Direct naar content gaan

Gerelateerde content

Samenvatting

De ontvanger heeft ieder van de twee bestuurders van een gefailleerde BV onder meer aansprakelijk gesteld voor niet betaalde OB. Deze OB is verschuldigd geworden door toepassing van artikel 37 van de Wet op de omzetbelasting (Wet OB) omdat de BV ter zake van de belastingvrije levering van een perceel grond in het kader van de overdracht van een project toch OB in rekening heeft gebracht.
Het Hof heeft geoordeeld dat de op grond van artikel 37 Wet OB nageheven belasting geen belasting is die de BV is verschuldigd als ondernemer, als bedoeld in artikel 36, lid 7, van de Invorderingswet, zodat de betreffende bestuurder daarvoor niet aansprakelijk is. Artikel 37 Wet OB heeft volgens het Hof meer het karakter van aansprakelijkstelling en valt daarom niet onder de bestuurdersaansprakelijkheid.
Tegen dit oordeel is door de staatssecretaris van Financiën cassatieberoep ingesteld. De Hoge Raad verklaart dit gegrond.
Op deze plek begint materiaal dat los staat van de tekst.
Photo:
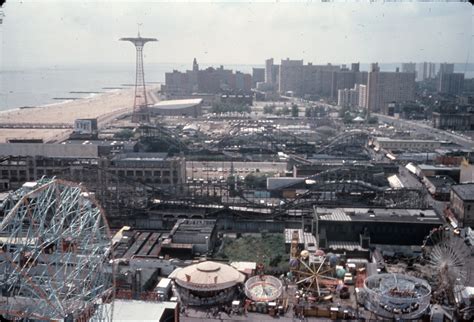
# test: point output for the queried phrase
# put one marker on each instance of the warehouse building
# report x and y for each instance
(183, 107)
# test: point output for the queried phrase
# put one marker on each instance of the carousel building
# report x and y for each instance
(207, 283)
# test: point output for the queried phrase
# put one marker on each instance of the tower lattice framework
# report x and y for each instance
(141, 114)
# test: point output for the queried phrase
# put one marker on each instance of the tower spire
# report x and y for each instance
(141, 113)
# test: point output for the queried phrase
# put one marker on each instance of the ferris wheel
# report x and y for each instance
(315, 277)
(55, 249)
(446, 253)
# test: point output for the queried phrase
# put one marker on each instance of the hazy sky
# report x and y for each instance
(69, 32)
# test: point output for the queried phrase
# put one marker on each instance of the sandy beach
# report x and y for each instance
(105, 107)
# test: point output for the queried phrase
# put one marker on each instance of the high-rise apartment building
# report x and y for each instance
(272, 73)
(425, 71)
(258, 75)
(291, 72)
(445, 68)
(362, 95)
(388, 87)
(408, 68)
(210, 80)
(348, 97)
(451, 83)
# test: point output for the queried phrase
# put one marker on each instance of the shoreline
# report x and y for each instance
(102, 106)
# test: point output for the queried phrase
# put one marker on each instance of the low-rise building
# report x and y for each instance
(183, 107)
(190, 237)
(365, 226)
(439, 186)
(152, 168)
(402, 144)
(462, 204)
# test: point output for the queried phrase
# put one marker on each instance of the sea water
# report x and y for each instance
(40, 86)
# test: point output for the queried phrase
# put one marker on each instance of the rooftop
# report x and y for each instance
(178, 104)
(464, 191)
(378, 215)
(140, 310)
(207, 276)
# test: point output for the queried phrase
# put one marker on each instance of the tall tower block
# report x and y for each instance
(141, 113)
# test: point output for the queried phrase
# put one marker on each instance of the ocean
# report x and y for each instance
(40, 86)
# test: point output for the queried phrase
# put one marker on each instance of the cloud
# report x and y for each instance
(69, 32)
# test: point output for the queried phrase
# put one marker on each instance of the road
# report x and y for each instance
(428, 129)
(411, 181)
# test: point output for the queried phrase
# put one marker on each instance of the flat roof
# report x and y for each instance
(177, 104)
(384, 139)
(464, 191)
(378, 215)
(440, 181)
(140, 311)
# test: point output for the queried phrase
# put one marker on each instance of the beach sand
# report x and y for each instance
(105, 107)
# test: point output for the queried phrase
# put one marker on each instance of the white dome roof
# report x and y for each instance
(208, 275)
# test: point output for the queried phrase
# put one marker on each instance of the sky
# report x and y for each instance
(66, 32)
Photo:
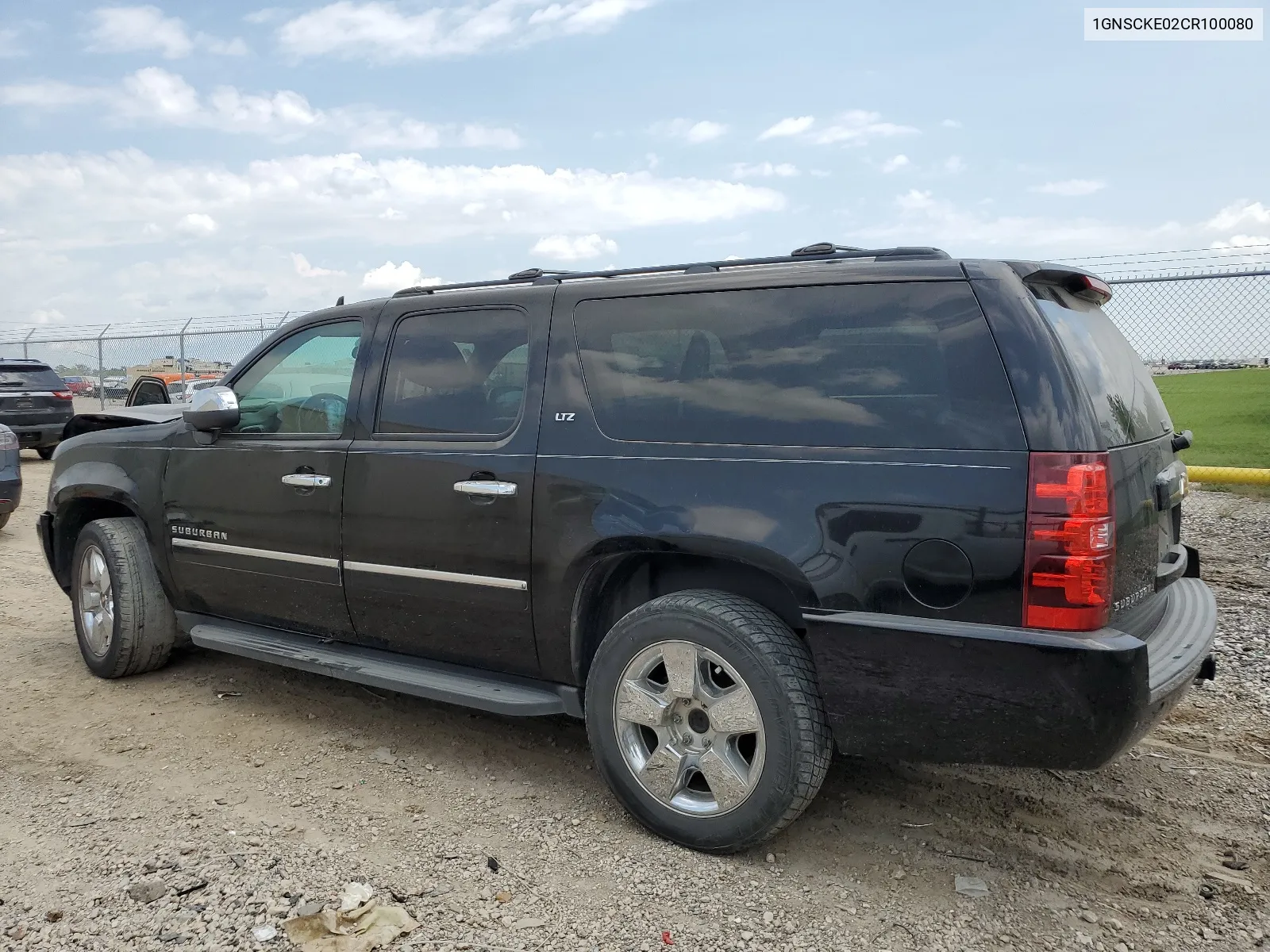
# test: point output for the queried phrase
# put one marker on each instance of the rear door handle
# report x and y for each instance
(306, 480)
(486, 488)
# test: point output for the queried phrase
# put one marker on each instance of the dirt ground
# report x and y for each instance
(244, 791)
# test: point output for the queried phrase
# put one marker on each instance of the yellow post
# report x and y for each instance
(1233, 475)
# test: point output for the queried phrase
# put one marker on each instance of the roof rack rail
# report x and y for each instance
(823, 251)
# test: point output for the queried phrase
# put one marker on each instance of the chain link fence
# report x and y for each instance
(1185, 321)
(1193, 321)
(101, 363)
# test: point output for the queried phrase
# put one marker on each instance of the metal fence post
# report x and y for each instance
(101, 368)
(182, 340)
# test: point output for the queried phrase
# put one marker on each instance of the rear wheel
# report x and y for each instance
(706, 721)
(124, 621)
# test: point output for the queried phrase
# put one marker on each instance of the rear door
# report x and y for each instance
(1149, 479)
(29, 397)
(440, 489)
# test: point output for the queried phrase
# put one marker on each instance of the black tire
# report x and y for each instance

Het oordeel van het Hof is onjuist.
Ook het door de bestuurder ingestelde (incidenteel) cassatieberoep wordt gegrond verklaard.
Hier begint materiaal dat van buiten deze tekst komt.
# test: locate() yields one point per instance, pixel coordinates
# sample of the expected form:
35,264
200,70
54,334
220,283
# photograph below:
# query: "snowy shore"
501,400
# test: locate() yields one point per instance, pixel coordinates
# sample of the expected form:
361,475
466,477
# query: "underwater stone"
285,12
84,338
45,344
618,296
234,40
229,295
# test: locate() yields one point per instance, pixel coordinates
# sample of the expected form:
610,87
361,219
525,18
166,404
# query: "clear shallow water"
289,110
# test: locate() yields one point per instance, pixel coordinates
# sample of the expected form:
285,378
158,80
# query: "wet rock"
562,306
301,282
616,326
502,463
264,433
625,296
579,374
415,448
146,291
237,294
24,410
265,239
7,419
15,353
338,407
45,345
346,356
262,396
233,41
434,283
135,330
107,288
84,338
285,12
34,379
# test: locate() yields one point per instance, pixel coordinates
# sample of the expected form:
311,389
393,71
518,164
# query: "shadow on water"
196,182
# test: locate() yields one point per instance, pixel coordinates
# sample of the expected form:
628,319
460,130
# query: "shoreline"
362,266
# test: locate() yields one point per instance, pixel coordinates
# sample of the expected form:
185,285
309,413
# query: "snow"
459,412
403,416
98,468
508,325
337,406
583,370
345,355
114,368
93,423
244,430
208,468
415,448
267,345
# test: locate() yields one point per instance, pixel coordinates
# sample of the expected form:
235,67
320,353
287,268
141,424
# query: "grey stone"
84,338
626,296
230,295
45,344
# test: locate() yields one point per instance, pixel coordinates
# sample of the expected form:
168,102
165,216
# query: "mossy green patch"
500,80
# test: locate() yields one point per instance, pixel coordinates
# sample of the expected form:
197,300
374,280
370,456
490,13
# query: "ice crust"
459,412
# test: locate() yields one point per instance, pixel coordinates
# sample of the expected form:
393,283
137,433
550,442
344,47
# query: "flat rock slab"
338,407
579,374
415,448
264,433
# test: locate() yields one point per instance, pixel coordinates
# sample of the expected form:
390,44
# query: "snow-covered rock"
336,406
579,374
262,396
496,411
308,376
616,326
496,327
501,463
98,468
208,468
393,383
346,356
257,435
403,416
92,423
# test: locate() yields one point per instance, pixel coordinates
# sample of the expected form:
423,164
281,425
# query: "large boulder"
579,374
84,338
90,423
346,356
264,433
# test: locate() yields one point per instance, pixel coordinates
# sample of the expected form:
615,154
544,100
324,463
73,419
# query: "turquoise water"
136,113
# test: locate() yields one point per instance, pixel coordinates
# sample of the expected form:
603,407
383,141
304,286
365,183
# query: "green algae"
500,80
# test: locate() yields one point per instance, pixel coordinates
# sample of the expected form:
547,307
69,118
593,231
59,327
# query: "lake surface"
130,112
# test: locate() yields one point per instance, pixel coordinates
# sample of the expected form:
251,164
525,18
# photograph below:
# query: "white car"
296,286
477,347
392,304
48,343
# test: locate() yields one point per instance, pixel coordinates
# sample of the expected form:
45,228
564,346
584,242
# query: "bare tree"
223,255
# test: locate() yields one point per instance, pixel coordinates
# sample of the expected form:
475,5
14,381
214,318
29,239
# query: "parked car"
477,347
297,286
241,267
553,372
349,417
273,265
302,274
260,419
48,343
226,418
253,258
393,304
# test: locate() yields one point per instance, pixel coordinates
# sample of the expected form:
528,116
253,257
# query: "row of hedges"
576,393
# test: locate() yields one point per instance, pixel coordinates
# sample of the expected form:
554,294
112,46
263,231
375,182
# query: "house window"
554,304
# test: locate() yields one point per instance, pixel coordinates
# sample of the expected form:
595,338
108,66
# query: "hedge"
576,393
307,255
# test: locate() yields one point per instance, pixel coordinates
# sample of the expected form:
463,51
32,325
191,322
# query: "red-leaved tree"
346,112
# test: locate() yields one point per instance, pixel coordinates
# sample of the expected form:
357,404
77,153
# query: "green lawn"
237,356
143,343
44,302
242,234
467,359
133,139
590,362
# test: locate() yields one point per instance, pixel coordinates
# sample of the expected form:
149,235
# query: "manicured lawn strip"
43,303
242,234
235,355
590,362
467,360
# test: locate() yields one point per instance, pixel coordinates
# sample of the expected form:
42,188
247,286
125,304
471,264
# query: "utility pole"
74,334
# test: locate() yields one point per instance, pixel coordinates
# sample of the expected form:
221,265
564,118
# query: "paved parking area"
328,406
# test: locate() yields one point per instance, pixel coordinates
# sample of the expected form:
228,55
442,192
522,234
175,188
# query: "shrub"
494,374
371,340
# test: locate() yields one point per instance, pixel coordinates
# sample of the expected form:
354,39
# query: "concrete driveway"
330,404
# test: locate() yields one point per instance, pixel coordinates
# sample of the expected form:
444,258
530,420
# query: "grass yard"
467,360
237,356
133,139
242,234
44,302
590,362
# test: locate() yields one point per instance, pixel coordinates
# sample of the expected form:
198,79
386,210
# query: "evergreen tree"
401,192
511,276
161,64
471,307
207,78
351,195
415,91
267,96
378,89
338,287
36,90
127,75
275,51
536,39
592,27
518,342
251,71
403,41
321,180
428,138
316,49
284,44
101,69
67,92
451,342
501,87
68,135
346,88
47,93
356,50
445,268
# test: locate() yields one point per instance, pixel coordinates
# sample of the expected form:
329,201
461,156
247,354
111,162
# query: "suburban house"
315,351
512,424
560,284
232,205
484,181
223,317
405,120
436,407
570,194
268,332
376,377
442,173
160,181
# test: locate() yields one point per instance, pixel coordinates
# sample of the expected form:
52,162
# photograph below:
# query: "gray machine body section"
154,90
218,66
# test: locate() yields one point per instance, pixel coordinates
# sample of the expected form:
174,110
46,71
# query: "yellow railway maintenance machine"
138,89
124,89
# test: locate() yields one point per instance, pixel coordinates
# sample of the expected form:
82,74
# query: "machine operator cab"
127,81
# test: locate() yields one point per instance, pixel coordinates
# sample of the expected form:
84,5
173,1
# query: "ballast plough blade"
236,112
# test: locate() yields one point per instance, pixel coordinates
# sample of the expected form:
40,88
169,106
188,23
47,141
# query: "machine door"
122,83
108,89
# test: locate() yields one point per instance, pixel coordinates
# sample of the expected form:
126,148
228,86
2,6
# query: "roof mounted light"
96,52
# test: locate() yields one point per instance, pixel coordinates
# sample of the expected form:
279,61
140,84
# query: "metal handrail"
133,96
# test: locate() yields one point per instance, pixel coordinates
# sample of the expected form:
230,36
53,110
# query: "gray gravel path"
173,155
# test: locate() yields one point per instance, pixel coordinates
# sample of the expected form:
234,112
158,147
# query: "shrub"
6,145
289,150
Het Hof is ten onrechte niet ingegaan op de stelling van de bestuurder dat de BV op grond van de bij de naheffingsaanslag verstrekte informatie erop mocht vertrouwen dat door een brief van de bestuurder aan de Ontvanger aan de op haar rustende meldingsplicht van artikel 36, lid 2, van de Invorderingswet was voldaan.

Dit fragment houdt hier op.